Situation: I'm currently creating a workflow for the design of experiments to be used for validating a numerical simulation. The simulation outputs a value $\phi$ for all values of $x$ within a domain. To determine if the simulation is accurately describing it's purpose we preform an experiment to get the 'real' value of $\phi$ for certain values of $x$. Because an experiment is always subject to error we perform the experiment multiple times and determine the mean value and standard deviation.
Goal: I want to be able to state with a certain confidence (ex. 95%) that the real-world value of $\phi$ is equal to the found mean value. When I've got the real world value i can determine the difference with the simulation.
Basic Questions: How do I calculate the required amount of times to perform the experiment before i can state with 95% confidence I have found the correct value.

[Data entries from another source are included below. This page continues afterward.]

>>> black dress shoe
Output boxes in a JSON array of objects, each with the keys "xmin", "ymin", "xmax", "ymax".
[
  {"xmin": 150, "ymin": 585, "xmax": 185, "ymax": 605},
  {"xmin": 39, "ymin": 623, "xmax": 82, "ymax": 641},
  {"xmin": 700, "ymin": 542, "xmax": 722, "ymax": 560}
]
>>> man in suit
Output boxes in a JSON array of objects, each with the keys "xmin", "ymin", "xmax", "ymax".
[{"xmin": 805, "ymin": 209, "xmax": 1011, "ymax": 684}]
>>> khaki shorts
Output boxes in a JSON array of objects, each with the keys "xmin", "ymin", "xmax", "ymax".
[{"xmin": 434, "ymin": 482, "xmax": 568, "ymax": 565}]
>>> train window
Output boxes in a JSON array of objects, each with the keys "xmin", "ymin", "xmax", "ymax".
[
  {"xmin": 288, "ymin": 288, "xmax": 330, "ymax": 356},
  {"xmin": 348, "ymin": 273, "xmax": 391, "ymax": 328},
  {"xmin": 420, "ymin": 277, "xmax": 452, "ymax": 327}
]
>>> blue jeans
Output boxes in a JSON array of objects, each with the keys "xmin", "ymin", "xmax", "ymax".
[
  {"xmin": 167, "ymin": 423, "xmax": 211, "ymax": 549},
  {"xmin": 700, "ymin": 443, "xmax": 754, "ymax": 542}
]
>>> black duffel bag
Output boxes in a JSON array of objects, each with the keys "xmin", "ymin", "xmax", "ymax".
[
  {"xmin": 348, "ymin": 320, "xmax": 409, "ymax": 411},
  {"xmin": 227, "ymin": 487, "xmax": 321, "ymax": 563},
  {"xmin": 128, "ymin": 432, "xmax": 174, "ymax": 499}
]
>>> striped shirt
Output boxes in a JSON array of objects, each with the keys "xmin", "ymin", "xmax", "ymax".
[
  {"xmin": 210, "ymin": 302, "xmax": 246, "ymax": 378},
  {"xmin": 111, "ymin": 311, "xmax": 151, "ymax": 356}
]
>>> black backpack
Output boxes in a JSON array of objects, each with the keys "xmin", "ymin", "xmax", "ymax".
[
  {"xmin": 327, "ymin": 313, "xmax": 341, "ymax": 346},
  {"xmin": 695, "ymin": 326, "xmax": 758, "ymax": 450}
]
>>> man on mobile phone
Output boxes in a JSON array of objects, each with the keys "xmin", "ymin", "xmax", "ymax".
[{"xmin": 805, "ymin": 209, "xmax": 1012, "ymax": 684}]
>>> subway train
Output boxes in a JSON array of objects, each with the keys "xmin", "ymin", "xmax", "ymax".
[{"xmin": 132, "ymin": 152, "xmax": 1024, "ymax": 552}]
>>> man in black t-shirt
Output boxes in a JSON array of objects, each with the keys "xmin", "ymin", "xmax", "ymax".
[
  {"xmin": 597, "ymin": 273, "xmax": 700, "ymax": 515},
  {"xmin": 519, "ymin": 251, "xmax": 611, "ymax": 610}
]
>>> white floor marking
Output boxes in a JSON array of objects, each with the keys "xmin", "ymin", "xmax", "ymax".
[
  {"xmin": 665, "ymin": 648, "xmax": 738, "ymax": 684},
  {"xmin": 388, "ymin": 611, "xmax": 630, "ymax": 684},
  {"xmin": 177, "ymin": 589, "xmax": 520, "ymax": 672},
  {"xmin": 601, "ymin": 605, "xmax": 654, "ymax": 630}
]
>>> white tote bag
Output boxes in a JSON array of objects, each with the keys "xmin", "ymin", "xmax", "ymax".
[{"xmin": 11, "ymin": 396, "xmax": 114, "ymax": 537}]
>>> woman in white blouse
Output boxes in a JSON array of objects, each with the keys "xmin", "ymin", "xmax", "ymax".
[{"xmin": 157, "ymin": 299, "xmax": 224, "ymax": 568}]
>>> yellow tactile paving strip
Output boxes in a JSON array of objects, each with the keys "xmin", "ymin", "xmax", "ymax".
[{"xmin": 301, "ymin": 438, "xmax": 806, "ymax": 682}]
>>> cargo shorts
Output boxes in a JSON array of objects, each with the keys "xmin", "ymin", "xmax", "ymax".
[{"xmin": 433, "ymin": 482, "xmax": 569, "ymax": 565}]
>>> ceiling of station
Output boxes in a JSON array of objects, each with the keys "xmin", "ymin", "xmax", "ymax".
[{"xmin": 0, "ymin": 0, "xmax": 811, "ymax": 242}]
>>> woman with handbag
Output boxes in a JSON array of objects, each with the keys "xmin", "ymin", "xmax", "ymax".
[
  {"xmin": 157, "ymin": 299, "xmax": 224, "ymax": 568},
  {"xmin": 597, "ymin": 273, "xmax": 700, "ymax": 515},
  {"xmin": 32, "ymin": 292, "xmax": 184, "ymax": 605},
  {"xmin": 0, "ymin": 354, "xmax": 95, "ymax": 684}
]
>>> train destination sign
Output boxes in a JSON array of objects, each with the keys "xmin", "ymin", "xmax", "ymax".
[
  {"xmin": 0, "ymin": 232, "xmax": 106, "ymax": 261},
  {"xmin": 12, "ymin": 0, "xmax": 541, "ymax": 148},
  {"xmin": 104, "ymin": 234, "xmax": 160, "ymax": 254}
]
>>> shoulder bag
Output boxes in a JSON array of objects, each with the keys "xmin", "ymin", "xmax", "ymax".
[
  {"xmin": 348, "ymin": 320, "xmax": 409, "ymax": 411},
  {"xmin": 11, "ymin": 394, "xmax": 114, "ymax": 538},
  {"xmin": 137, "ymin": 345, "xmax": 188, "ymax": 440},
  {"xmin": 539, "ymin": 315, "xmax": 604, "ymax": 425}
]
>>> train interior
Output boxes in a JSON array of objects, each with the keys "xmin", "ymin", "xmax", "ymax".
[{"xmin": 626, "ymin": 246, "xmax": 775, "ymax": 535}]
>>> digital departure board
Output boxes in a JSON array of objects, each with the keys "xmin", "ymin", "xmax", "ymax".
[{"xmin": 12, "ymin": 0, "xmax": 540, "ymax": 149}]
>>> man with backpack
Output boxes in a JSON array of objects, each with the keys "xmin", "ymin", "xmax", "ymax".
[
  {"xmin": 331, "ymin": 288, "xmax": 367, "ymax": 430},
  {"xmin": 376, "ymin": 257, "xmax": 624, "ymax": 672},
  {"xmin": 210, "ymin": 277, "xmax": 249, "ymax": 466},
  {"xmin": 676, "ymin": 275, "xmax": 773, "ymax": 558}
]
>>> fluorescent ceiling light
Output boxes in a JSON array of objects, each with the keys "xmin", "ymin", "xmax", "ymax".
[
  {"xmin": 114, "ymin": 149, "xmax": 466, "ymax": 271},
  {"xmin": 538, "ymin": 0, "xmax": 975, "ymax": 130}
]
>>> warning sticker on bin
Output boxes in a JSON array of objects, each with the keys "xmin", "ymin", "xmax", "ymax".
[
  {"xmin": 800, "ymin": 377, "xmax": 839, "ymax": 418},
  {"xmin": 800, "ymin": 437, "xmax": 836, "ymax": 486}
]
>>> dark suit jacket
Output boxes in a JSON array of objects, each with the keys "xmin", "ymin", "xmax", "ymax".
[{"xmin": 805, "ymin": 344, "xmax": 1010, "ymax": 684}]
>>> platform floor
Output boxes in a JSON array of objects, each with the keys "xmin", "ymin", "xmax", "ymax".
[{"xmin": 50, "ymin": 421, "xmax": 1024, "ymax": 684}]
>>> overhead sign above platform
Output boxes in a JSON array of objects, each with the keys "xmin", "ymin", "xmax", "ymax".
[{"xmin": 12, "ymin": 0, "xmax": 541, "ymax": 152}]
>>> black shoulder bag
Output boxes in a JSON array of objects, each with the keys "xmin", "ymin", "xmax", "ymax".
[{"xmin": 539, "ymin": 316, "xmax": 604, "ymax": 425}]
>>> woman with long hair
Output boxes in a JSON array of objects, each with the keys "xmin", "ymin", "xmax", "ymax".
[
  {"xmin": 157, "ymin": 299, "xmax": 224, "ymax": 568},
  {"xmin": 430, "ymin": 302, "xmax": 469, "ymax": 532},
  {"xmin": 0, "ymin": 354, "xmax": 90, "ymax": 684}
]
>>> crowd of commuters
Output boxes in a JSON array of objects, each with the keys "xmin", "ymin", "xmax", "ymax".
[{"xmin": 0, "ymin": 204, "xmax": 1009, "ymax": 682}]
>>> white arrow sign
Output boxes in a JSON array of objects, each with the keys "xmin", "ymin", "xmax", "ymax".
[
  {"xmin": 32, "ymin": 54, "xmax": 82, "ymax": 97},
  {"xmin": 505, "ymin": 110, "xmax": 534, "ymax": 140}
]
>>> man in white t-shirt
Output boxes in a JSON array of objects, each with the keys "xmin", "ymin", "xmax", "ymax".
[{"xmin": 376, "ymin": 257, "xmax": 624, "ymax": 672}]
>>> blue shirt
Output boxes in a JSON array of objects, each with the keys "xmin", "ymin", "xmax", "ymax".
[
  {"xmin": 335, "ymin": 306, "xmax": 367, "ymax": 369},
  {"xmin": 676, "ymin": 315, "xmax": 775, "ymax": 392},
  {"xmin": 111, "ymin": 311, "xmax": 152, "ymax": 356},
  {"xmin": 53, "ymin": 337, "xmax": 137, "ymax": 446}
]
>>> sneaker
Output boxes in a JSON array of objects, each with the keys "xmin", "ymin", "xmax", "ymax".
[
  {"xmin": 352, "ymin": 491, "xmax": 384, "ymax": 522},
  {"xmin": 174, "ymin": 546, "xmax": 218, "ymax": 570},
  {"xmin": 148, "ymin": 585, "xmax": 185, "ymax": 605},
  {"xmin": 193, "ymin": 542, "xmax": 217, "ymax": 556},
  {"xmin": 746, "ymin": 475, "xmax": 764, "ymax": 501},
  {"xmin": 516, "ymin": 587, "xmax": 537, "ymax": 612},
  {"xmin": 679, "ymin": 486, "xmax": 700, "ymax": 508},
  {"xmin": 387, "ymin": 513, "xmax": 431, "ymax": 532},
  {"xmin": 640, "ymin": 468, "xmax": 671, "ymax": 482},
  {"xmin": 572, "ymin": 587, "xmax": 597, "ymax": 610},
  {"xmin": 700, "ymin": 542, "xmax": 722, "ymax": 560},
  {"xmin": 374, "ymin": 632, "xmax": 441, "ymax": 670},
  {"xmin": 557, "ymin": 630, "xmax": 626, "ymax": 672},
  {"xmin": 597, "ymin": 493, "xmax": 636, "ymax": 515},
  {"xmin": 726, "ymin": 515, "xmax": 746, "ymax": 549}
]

Real Question: What thinking error am I making in the stated workflow. Usually when I can't find any information applicable to my question for an entire day I am doing something wrong, but I can't really find where I am going wrong and what I have to change. I've found info on how to calculate a sample size, but those require the dimensions of the population. It could be I'm wrong on this, but experimental measurements don't have a population size as far as i"m aware.
I hope I've made the question clear enough but if you need any extra information I'm happy to deliver it to the best of my knowledge. Thanks in advance for any responses.